À propos
Le « temps féminin » de Vesna Stefanovska
Il y a une publicité en ce moment qui tente de vendre une grande voiture avec le slogan « le luxe, c’est d’avoir de l’espace ». Il y a longtemps, dans les années 1980, alors que j’interviewais un scientifique sur le sujet de la bio-recherche, j’ai été étonné quand il m’a regardé sérieusement et a dit : « Vous pouvez le noter : la vraie richesse au XXIe siècle sera le temps, pas seulement l’argent ou de vastes propriétés ». L’espace et le temps sont des thèmes éternels depuis l’époque d’Aristote, qui cherchait à systématiser des questions et des problèmes hérités de Socrate et des philosophes présocratiques. Alors que nous pouvons expérimenter l’espace, le temps a sa propre qualité. Son écoulement est vécu par chacun de nous à travers des interprétations subjectives uniques, puis codifiées pour créer une lecture présumée valable pour tous. Mais qu’est-ce que le temps en dehors de nous ? Il n’existe pas ; c’est nous qui l’interprétons. Vesna Stefanovska part de là. Elle élargit le sens de son travail en posant des questions et en fournissant artistiquement des fragments de vérité. Ses installations sont des éclats visuels immergés dans l’espace, cristallisant la question heideggérienne de la temporalité. Des horloges emprisonnées dans des bocaux en verre, des poissons rouges confinés dans un bocal, ou l’utilisation de miroirs et de vidéos diffusées lors d’une performance dans une pièce avec des mannequins sans tête élégamment habillés.
À côté du thème du temps se trouve celui de la personnalité féminine, et ce n’est pas un hasard. Comme les deux jeunes filles allongées sur le lit en train de dormir ou In Deep & Dance, où un portemanteau, construit avec des flèches, affiche trois robes féminines, une rouge, une blanche et une noire. Dans ses œuvres sculpturales, il y a presque toujours un lien avec la performance. Par exemple, les photos d’une femme qui crie, des sphères de cristal suspendues à des fils de nylon, ou des drapeaux qui flottent dans une pièce. Toutes des images immersives sur des questions fondamentales. Quelle est la perception de la réalité et de son écoulement pour les femmes contemporaines, prises entre le flot instantané du temps et les douleurs de vivre entre leurs valeurs archétypales et le nouveau rôle assumé à l’ère moderne ?

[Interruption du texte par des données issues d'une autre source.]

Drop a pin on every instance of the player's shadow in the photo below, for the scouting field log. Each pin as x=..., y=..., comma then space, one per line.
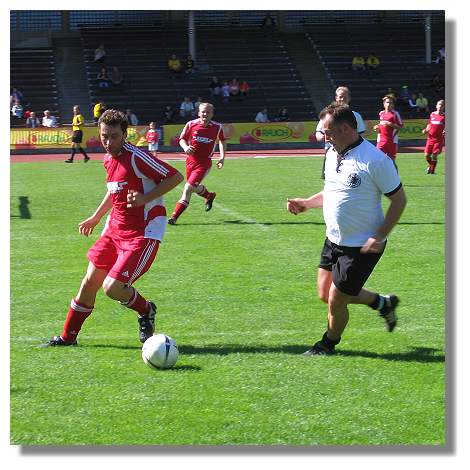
x=416, y=354
x=24, y=212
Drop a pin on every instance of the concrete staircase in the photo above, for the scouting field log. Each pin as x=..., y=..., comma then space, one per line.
x=72, y=84
x=311, y=70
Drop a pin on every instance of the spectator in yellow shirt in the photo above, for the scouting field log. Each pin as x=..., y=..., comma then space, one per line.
x=98, y=110
x=77, y=135
x=174, y=64
x=358, y=62
x=373, y=62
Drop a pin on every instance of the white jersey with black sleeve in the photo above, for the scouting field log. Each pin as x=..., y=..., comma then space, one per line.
x=352, y=197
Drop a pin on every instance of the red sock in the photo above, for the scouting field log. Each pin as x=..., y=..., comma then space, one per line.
x=138, y=303
x=179, y=208
x=204, y=193
x=76, y=316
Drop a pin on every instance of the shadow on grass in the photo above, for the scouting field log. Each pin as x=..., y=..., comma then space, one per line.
x=246, y=222
x=425, y=355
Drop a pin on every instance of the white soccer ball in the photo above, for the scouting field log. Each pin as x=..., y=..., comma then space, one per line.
x=160, y=352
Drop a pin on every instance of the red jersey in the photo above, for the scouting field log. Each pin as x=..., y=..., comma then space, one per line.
x=437, y=123
x=203, y=139
x=135, y=169
x=152, y=136
x=387, y=133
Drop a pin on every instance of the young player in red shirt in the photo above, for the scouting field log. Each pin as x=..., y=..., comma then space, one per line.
x=436, y=131
x=388, y=128
x=136, y=182
x=152, y=138
x=198, y=140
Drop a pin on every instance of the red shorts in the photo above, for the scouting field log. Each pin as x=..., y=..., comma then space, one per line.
x=197, y=171
x=125, y=260
x=433, y=146
x=390, y=148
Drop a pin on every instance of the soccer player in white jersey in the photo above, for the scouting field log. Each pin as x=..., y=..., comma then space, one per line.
x=136, y=182
x=342, y=96
x=356, y=176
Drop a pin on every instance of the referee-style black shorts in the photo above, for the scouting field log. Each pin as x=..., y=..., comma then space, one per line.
x=350, y=267
x=77, y=137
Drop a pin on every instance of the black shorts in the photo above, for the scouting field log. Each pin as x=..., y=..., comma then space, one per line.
x=77, y=137
x=350, y=267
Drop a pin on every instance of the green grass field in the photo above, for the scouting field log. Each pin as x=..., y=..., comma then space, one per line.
x=236, y=288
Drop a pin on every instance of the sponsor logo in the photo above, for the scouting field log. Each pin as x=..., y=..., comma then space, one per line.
x=116, y=186
x=271, y=133
x=204, y=140
x=353, y=180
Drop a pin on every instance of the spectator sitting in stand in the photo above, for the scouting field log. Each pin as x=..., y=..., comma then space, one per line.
x=215, y=87
x=391, y=92
x=198, y=102
x=100, y=54
x=268, y=22
x=404, y=97
x=244, y=88
x=234, y=87
x=190, y=65
x=174, y=64
x=168, y=115
x=441, y=56
x=132, y=118
x=412, y=106
x=103, y=78
x=422, y=104
x=15, y=95
x=437, y=84
x=48, y=120
x=358, y=62
x=283, y=115
x=98, y=109
x=32, y=120
x=262, y=116
x=187, y=108
x=373, y=62
x=17, y=109
x=225, y=91
x=116, y=76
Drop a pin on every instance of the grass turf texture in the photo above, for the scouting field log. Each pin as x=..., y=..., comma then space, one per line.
x=236, y=289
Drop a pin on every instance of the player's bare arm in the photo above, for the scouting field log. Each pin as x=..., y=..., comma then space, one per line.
x=86, y=226
x=297, y=205
x=136, y=199
x=394, y=212
x=222, y=149
x=187, y=149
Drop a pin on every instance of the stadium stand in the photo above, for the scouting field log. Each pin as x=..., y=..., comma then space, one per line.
x=141, y=53
x=32, y=71
x=400, y=48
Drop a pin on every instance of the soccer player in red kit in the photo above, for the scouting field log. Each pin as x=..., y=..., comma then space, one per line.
x=436, y=130
x=388, y=128
x=136, y=182
x=198, y=140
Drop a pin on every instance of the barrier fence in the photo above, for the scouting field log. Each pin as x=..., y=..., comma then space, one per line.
x=236, y=133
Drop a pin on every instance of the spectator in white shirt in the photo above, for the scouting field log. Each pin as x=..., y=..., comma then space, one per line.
x=48, y=120
x=187, y=108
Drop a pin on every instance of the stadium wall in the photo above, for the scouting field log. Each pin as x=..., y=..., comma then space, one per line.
x=249, y=136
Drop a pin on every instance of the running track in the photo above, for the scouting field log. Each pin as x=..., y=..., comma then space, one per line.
x=180, y=156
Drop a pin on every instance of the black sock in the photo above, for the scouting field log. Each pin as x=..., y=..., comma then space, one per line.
x=378, y=303
x=329, y=343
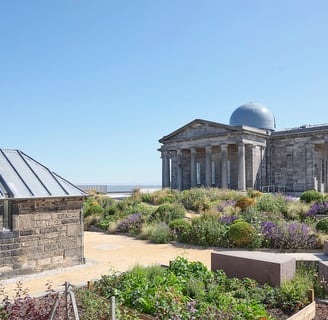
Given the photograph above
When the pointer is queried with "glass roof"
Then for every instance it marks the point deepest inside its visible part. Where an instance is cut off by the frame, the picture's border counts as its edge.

Ce n’est pas par hasard que le portfolio de Vesna Stefanovska inclut la voix Set Design. La mode est un champ ouvert aux questions profondes. Le roi absolu du monde de la mode, Giorgio Armani, a déclaré dans une interview : « L’élégance ne consiste pas à se faire remarquer, mais à se faire mémorable ». Et Inès de la Fressange, ancienne top model devenue une créatrice parisienne éclectique, a déclaré : « L’élégance est atteinte lorsque quelque chose correspond à son concept. » On dirait que nous entendons Descartes ou une phrase extraite de Husserl. Le capitalisme contemporain a réalisé que vendre ne suffit pas. Il est nécessaire de s’interroger et de questionner. Les grands artistes, ainsi que les philosophes, vivent dans ce but. Avec des thèmes expressifs et immédiats et une forme apparemment simple, Vesna nous introduit dans un jeu d’éléments visuels particulièrement complexes (forme, rythme, couleur, lumière, etc.) capables d’articuler l’espace et de lui conférer une dimension poétique. Cela émerge, avec un pouvoir associatif, comme s’il s’agissait d’une fenêtre ouverte sur d’importantes questions contemporaines, leur symbolisme et la fonction associative que chacun de nous expérimente à sa manière.
Cela a toujours été la véritable mission de l’artiste. Traduire les questions, les réponses possibles, les controverses, les irritations et les solutions manquantes en un ensemble de dispositifs d’images ou d’icônes, de références et de silences, de sens et de non-sens. Au milieu de cette immobilité absolue de la pensée contemporaine, Stefanovska réfléchit, imagine et produit. Une lumière éblouissante sur les réponses que tôt ou tard, nous serons obligés de donner pour surmonter la décadence éthique de la société dans laquelle nous vivons.